Nueva York es siempre esa ciudad donde es posible casi cualquier cosa. Hace muchos años caminaba por Park Avenue y de pronto topé de frente con Donald Trump, después de su última quiebra. A veces ahí la gente corre en alguna dirección, y es para ver de cerca a los actores, a luminarias de Broadway. Para quien va por Manhattan cotidianamente, estos tumultos hacen parte del ritmo de la ciudad, pues aquí siempre están filmando; un documental, una película de acción, algo, y claro, la estrella debe estar por minutos al aire libre. Varias chicas corren hacia los lados de la Universidad de Nueva York, en cercanías de Union Square, y es porque alguien ha dicho que Robert De Niro anda por ahí, o Antonio Banderas, de la mano de su hija Stella del Carmen.

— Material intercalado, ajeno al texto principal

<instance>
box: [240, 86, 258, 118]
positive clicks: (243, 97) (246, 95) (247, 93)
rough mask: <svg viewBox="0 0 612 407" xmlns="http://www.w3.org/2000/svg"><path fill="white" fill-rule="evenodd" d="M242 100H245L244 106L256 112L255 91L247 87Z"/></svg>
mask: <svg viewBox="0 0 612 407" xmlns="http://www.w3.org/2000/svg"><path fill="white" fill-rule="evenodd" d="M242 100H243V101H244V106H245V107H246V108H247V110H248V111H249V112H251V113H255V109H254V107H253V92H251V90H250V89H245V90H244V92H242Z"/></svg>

Parece que la curiosidad por la fama es algo inherente a la condición humana. En una isla de famosos, como es Manhattan, a nadie pareciera importarle si Yoko Ono sale a asolear sus canas en el Bowery o si Marc Anthony está dando un concierto gratuito de verano en Central Park, pagado por la alcaldía. Pero esto es solo una lejana percepción, porque un famoso bajo el sol en un bistrot de la Pequeña Italia se convierte rápidamente en carnaza de quienes quieren estar cerca; un autógrafo, un saludo, una palmada en el hombro, algo.
Hace un tiempo iba con mi hija por las calles del barrio Chino, y de pronto, a quién veo, Piero de la Benedictis, sentado en una acera, como cualquier hijo de vecino tomando su ‘lunch’ directamente de una bolsa de papel kraft. No pude evitar sentarme en el andén también y hacerme la foto con el cantante que tanto denostó a ‘los americanos’. Mi hija no entendía quién era ese señor de gafas y pelo entrecano que me preguntó “¿ya te jubilaste?”, porque le expresé cuánto nos gustaban sus canciones en Colombia, “cuando éramos jóvenes…”

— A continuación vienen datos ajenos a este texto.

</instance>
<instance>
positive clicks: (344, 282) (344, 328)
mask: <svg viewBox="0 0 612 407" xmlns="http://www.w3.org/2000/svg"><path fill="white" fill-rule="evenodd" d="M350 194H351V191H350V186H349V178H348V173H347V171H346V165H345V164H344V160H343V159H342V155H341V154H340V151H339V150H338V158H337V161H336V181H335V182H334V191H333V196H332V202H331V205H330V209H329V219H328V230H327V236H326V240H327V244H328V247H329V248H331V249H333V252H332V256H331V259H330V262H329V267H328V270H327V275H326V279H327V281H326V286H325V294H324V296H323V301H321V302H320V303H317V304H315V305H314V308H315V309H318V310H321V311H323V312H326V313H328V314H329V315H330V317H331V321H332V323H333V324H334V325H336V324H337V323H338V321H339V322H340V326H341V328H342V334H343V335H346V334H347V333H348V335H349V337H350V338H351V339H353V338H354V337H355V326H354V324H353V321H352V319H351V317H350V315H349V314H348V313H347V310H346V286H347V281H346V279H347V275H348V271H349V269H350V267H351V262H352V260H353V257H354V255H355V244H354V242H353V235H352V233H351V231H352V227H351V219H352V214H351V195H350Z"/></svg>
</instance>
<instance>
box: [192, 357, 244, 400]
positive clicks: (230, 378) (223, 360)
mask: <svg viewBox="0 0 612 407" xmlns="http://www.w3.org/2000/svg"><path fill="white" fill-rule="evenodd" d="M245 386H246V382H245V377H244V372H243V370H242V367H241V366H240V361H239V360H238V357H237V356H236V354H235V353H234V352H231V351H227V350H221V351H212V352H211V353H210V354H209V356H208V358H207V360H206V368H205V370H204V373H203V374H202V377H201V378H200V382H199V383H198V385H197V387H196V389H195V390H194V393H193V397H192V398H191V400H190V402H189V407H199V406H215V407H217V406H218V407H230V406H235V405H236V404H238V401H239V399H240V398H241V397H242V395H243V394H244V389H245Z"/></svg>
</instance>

A Mariana, Piero debió parecerle un Tiranosaurius Rex, pues veníamos de la catedral del Rock and Roll, del Cbgb, en el corazón del Bowery, de acariciar los mismos micrófonos en los que cantó Patti Smith, y de olisquear por los rincones los últimos residuos de la juerga nocherniega de los Ramones. Creo que la tribu de trajes negros con pelo de puerco espín y correas metálicas supo rápidamente que yo no pertenecía a esa secta; para un salsero como yo, lo único que me hace entrar a una iglesia de estas es el amor filial, pues al salir del Cbgb y recibir la oferta para hacerme un ‘piercing’ en el ombligo y un tatuaje de calavera en el cachete derecho, seguí sin entender…

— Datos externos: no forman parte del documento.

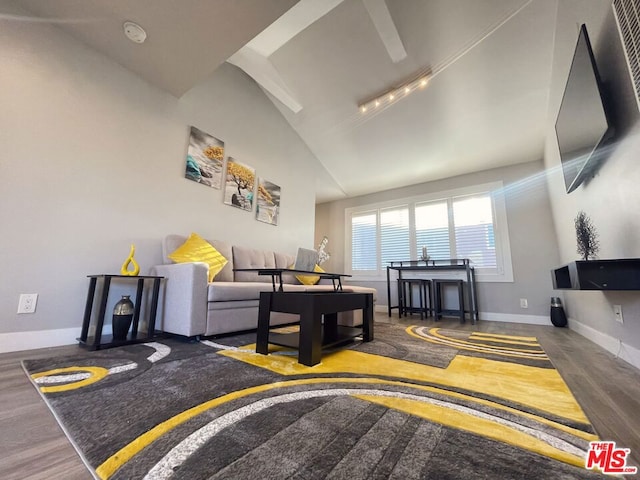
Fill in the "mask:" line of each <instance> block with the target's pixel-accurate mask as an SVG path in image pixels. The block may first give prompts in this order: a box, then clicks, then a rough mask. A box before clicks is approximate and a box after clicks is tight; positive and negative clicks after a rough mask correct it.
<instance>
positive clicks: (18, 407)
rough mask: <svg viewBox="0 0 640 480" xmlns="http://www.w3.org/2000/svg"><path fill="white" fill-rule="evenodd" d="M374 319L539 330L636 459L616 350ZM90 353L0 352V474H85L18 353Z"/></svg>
mask: <svg viewBox="0 0 640 480" xmlns="http://www.w3.org/2000/svg"><path fill="white" fill-rule="evenodd" d="M375 320H376V322H385V323H388V322H392V323H400V324H406V325H416V324H424V325H433V326H438V327H442V328H447V329H463V330H469V331H482V332H488V333H501V334H509V335H526V336H535V337H538V340H539V341H540V343H541V345H542V347H543V348H544V350H545V351H546V352H547V354H548V355H549V357H550V358H551V361H552V362H553V364H554V365H555V367H556V368H557V369H558V371H559V372H560V374H561V375H562V377H563V378H564V380H565V382H566V383H567V385H568V386H569V388H570V389H571V391H572V392H573V394H574V395H575V397H576V399H577V400H578V402H579V403H580V405H581V406H582V408H583V410H584V411H585V413H586V414H587V417H588V418H589V419H590V420H591V423H592V424H593V425H594V427H595V428H596V431H597V432H598V435H599V436H600V437H601V438H602V439H603V440H613V441H615V442H616V443H617V446H618V447H625V448H629V449H631V458H630V459H629V462H628V465H635V466H640V463H639V459H640V415H639V414H638V412H639V411H640V370H638V369H636V368H634V367H632V366H631V365H629V364H628V363H626V362H624V361H622V360H620V359H618V358H616V356H615V355H612V354H611V353H609V352H607V351H605V350H604V349H602V348H601V347H599V346H597V345H596V344H594V343H592V342H590V341H589V340H587V339H585V338H584V337H582V336H581V335H579V334H577V333H575V332H573V331H571V330H569V329H568V328H556V327H553V326H551V324H549V326H538V325H527V324H517V323H503V322H487V321H480V322H479V323H478V324H477V325H471V324H469V323H466V324H460V323H459V322H458V321H457V320H455V319H444V320H442V321H439V322H438V323H434V321H433V319H432V318H430V319H427V320H424V321H421V320H420V319H419V317H413V318H409V319H405V318H403V319H398V318H397V315H394V316H392V317H391V318H389V317H387V315H386V313H376V318H375ZM70 354H80V355H90V354H91V353H90V352H87V351H86V350H84V349H82V348H80V347H78V346H75V345H74V346H65V347H56V348H47V349H40V350H29V351H22V352H14V353H6V354H1V355H0V372H1V374H0V452H2V453H1V455H0V478H2V479H3V480H12V479H15V480H35V479H49V480H50V479H64V480H85V479H87V480H89V479H92V478H93V477H92V475H91V474H90V473H89V471H88V470H87V469H86V467H85V466H84V464H83V463H82V460H81V459H80V457H79V456H78V454H77V453H76V451H75V449H74V448H73V446H72V445H71V443H70V442H69V441H68V439H67V438H66V436H65V434H64V432H63V431H62V430H61V428H60V427H59V426H58V423H57V422H56V420H55V418H54V417H53V415H52V414H51V412H50V411H49V408H48V407H47V406H46V405H45V403H44V402H43V400H42V399H41V398H40V395H39V394H38V393H37V392H36V390H35V389H34V387H33V386H32V385H31V384H30V383H29V380H28V379H27V377H26V375H25V373H24V371H23V370H22V367H21V365H20V361H21V360H22V359H26V358H46V357H52V356H56V355H70Z"/></svg>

El otro día topé con una multitud en pleno voltaje, en la calle 49, donde, uno supone, nadie debería exaltarse por ver a cinco metros a Clint Eastwood, o a Angelina Jolie. “Es Pamela, es Pamela”, decían adelante, y me acerqué también a ver qué pasaba. El auto de Pamela estaba rodeado por guardias de seguridad. Entre los intersticios de codos, brazos, cámaras, logré ver la cabrilla de aquella máquina, un convertible dorado, con el tablero de mando y las sillas repujadas en piel de cebra. Quien me acompañaba, me dijo, “es el auto de Pamela Anderson, ella está aquí en la librería firmando su libro y en segundos la veremos…” Pregunté, “¿Pamela qué?” No obtuve respuesta, sino una aclaración más contundente: “La exguardiana de la bahía…” De cuál bahía, insistí, pues bahías hay muchas. Como pude salí de aquella turba fanática y busqué mi tren, pensando, seriamente, que el palo no está para cucharas. “¿No querías ver a la Anderson?”, fue otra pregunta que recibí a quemarropa, mientras miraba al techo del subway. “No”, dije, dándole un sorbo a mi botella de agua, mientras pensaba, para mis adentros, que solo una loba esteparia es capaz de agregar piel de cebra a un coche clásico de 300 mil dólares.